At that stage United were in total control, playing with freedom and confidence and it was easy to fear for Leicester. Yet slowly but surely Claude Puel’s side managed to eke their way back into the game and cause United a few problems at the other end. Leicester looked particularly dangerous from corners, where James Maddison’s excellent delivery was causing consternation in the United area. Jonny Evans, the former United defender, was unlucky to see a glancing header drift wide.

It was Maddison who had Leicester’s best chance during that period. The ball broke kindly to the midfielder after ricocheting between a couple of United players, and everything pointed to an equaliser when he prepared to shoot from little more than 12 yards out, only for Luke Shaw to get across and make a superb block.

United seemed to be playing within themselves a little, almost as if they felt they could coast and only occasionally go through the gears. Rashford, set free by Ander Herrera, had a chance on the stroke of half-time when his low shot from the edge of the area was saved by Schmeichel but that was the first time that United had seriously threatened since early on.

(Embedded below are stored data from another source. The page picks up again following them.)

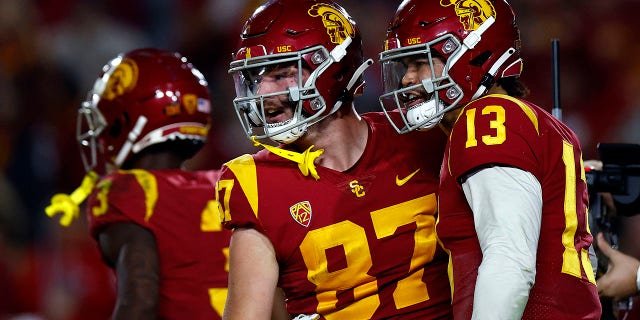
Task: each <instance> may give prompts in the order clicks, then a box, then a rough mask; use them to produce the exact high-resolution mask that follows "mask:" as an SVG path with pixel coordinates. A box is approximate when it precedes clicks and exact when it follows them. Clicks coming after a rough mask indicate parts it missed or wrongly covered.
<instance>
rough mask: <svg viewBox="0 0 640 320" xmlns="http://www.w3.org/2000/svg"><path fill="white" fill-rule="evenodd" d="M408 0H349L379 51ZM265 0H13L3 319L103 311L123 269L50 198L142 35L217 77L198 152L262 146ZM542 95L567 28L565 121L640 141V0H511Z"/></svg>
mask: <svg viewBox="0 0 640 320" xmlns="http://www.w3.org/2000/svg"><path fill="white" fill-rule="evenodd" d="M399 2H400V0H368V1H362V0H342V1H340V3H341V4H343V6H344V7H345V8H347V10H348V11H349V12H350V13H351V15H352V16H353V17H354V18H355V20H356V21H357V23H358V26H359V28H360V30H361V32H362V33H363V36H364V44H365V50H366V52H365V55H366V56H368V57H370V58H373V59H374V60H377V56H378V52H379V51H380V49H381V48H382V43H381V41H382V38H383V36H384V31H385V28H386V24H387V20H388V19H389V18H390V17H391V16H392V15H393V11H394V10H395V8H396V7H397V5H398V3H399ZM259 3H261V1H256V0H180V1H178V0H140V1H126V0H0V167H1V169H2V170H1V171H0V319H14V318H15V319H18V318H24V319H30V318H33V319H38V318H40V319H54V320H55V319H85V318H91V319H98V318H105V317H106V315H108V314H109V312H110V310H111V306H112V304H113V294H112V293H113V290H115V283H114V282H113V276H112V275H111V273H110V272H109V270H107V269H106V267H105V266H104V265H103V264H102V263H101V262H100V257H99V255H98V252H97V250H96V249H95V247H94V246H95V244H94V243H93V242H92V240H91V239H89V236H88V234H87V230H86V224H85V222H84V221H83V219H80V220H78V221H77V222H76V223H74V224H73V225H72V226H71V227H69V228H62V227H60V226H58V225H57V222H56V221H55V220H51V219H49V218H47V217H46V216H45V214H44V207H45V206H46V205H47V204H48V201H49V199H50V197H51V196H52V195H53V194H54V193H59V192H64V193H69V192H71V191H72V190H73V189H75V188H76V187H77V186H78V184H79V183H80V181H81V180H82V176H83V175H84V169H83V167H82V163H81V161H80V157H79V154H78V148H77V144H76V142H75V124H76V110H77V107H78V106H79V104H80V102H81V101H83V99H85V96H86V92H87V91H88V89H89V88H90V87H91V86H92V85H93V81H94V80H95V78H96V77H97V76H98V72H99V70H100V68H101V67H102V65H104V64H105V63H106V62H107V61H108V60H109V59H110V58H112V57H114V56H115V55H117V54H118V53H120V52H124V51H128V50H131V49H134V48H137V47H149V46H152V47H158V48H162V49H169V50H174V51H178V52H180V53H182V54H183V55H185V56H186V57H188V58H189V59H190V60H191V62H192V63H193V64H194V65H195V66H196V67H198V68H199V69H200V70H201V71H202V72H203V74H204V75H205V77H206V78H207V79H208V81H209V86H210V89H211V93H212V97H213V99H212V100H213V107H214V108H213V121H214V122H213V123H214V125H213V128H212V130H211V136H210V143H209V144H208V145H207V146H206V147H205V149H204V150H203V151H202V152H201V153H200V154H199V155H198V156H197V157H196V158H194V159H192V160H191V161H190V162H189V163H190V166H191V167H192V168H193V169H217V168H219V167H220V165H221V164H222V163H224V162H225V161H227V160H229V159H231V158H233V157H235V156H238V155H240V154H242V153H247V152H255V151H257V149H255V147H253V146H252V145H251V144H250V143H249V142H248V141H247V139H246V138H245V136H244V134H243V133H242V131H241V128H240V125H239V123H238V121H237V119H236V114H235V111H234V110H233V107H232V103H231V101H232V99H233V97H234V92H235V91H234V88H233V83H232V81H231V77H230V76H229V75H228V73H227V69H228V65H229V62H230V57H231V53H232V52H233V50H234V48H235V45H236V43H237V39H238V34H239V32H240V30H241V27H242V21H244V20H245V19H246V18H247V17H248V16H249V15H250V13H251V12H252V11H253V9H254V8H255V7H256V6H257V5H258V4H259ZM511 3H512V5H513V6H514V8H515V10H516V13H517V16H518V19H519V26H520V29H521V37H522V41H523V49H522V50H523V52H522V55H523V58H524V60H525V69H524V72H523V81H524V82H525V83H526V84H527V85H528V86H529V87H530V89H531V96H530V100H531V101H533V102H535V103H537V104H539V105H540V106H543V107H546V108H547V110H551V106H552V102H553V92H552V81H551V80H552V64H551V39H556V38H557V39H559V40H560V89H561V106H562V108H563V119H562V120H563V121H565V122H566V123H567V124H568V125H569V126H570V127H571V128H572V129H573V130H574V131H576V133H577V134H578V136H579V138H580V139H581V141H582V144H583V150H584V155H583V156H584V158H585V159H595V158H597V150H596V146H597V143H599V142H626V143H639V142H640V126H639V125H637V124H638V123H640V59H636V58H635V57H636V55H640V42H638V41H637V40H634V38H635V35H637V34H638V33H639V32H640V27H639V26H638V24H637V23H635V13H636V12H638V11H639V10H636V9H640V1H636V0H617V1H592V2H584V1H577V0H568V1H567V0H538V1H522V0H518V1H516V0H512V1H511ZM365 79H366V82H367V88H366V90H365V96H363V97H361V98H359V99H358V100H357V101H356V106H357V107H358V109H359V110H360V111H362V112H365V111H378V110H379V107H378V102H377V97H378V94H380V92H381V87H380V69H379V67H378V66H377V64H375V65H374V66H372V67H371V68H370V69H369V70H368V71H367V73H366V74H365Z"/></svg>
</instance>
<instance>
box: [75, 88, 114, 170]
mask: <svg viewBox="0 0 640 320" xmlns="http://www.w3.org/2000/svg"><path fill="white" fill-rule="evenodd" d="M106 127H107V121H106V120H105V118H104V116H103V115H102V113H100V110H98V108H96V107H95V103H94V102H92V101H91V99H90V100H88V101H84V102H83V103H82V105H81V106H80V108H79V109H78V118H77V121H76V139H77V140H78V144H79V145H80V156H81V157H82V163H83V164H84V168H85V171H86V172H89V171H92V170H94V169H95V168H96V167H97V166H98V152H100V153H101V152H102V151H100V150H98V148H99V144H98V141H97V139H98V137H99V136H100V134H102V131H104V129H105V128H106Z"/></svg>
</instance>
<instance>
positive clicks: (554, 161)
mask: <svg viewBox="0 0 640 320" xmlns="http://www.w3.org/2000/svg"><path fill="white" fill-rule="evenodd" d="M494 164H496V165H502V166H511V167H516V168H520V169H522V170H525V171H528V172H530V173H531V174H533V175H534V176H535V177H536V178H537V179H538V181H539V182H540V185H541V186H542V201H543V205H542V212H541V215H542V217H541V219H542V226H541V230H540V238H539V242H538V253H537V260H536V278H535V285H534V286H533V288H532V289H531V291H530V294H529V300H528V303H527V306H526V309H525V311H524V315H523V319H600V313H601V307H600V302H599V300H598V293H597V290H596V286H595V279H594V274H593V269H592V267H591V263H590V261H589V254H588V248H589V245H590V244H591V242H592V240H593V238H592V236H591V234H590V233H589V226H588V222H587V221H588V220H587V208H588V195H587V189H586V188H587V186H586V182H585V175H584V169H583V165H582V155H581V147H580V143H579V141H578V139H577V137H576V136H575V134H574V133H573V132H572V131H571V130H570V129H568V128H567V127H566V126H565V125H564V124H562V123H561V122H560V121H558V120H556V119H555V118H553V117H552V116H550V115H549V114H548V113H547V112H545V111H544V110H542V109H540V108H539V107H537V106H535V105H533V104H531V103H529V102H526V101H523V100H518V99H515V98H512V97H509V96H504V95H489V96H486V97H484V98H481V99H478V100H475V101H473V102H471V103H470V104H469V105H467V106H466V107H465V108H464V109H463V110H462V112H461V114H460V117H459V118H458V120H457V122H456V123H455V125H454V127H453V129H452V131H451V135H450V139H449V142H448V144H447V148H446V151H445V159H444V162H443V166H442V172H441V182H440V195H439V210H440V216H439V222H438V225H437V231H438V236H439V238H440V240H441V241H442V243H443V245H444V247H445V248H446V249H447V250H449V251H450V255H451V261H452V271H453V272H452V280H453V281H452V283H453V287H452V290H453V307H454V315H455V318H456V319H471V312H472V308H473V294H474V289H475V283H476V277H477V272H478V267H479V265H480V262H481V260H482V252H481V250H480V245H479V243H478V238H477V234H476V232H475V228H474V221H473V213H472V212H471V209H470V207H469V205H468V202H467V200H466V199H465V196H464V193H463V192H462V188H461V185H460V183H459V182H460V181H461V180H463V179H464V177H465V175H466V174H468V173H470V172H473V171H474V170H475V169H477V168H481V167H483V166H487V165H494ZM513 209H514V210H518V208H513Z"/></svg>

Mike Phelan and Ole Gunnar Solskjear look on after Anthony Martial is fouled by Jonny Evans. Photograph: Eddie Keogh/Reuters
Mike Phelan and Ole Gunnar Solskjear look on after Anthony Martial is fouled by Jonny Evans. Photograph: Eddie Keogh/Reuters

Leicester continued to press for an equaliser after the interval and Vardy came close to providing it with an acrobatic effort from 12 yards. Maddison’s free-kick struck the wall, looped up and dropped invitingly for the striker, who swivelled before hitting a powerful shot that De Gea gathered at the second attempt.

That turned out to be Maddison’s last act, with Puel’s decision to withdraw Leicester’s most creative player with just under half an hour remaining an unpopular one with the home supporters. Ghezzal came on in Maddison’s place and Demarai Gray moved into the No 10 role. Curiously, though, Gray only lasted 12 minutes there before he was substituted.

Ghezzal did force De Gea into a spectacular save with a 30-yard free-kick that the Spaniard clawed away from his top corner. Set-pieces continued to offer Leicester’s best hope of a goal. Another Ghezzal free-kick, this time crossed into the area from out wide, was headed back across goal by Maguire only for Evans to completely miss his kick. Then came late chances for Vardy and Maguire, after Schmeichel had denied Lukaku and Martial.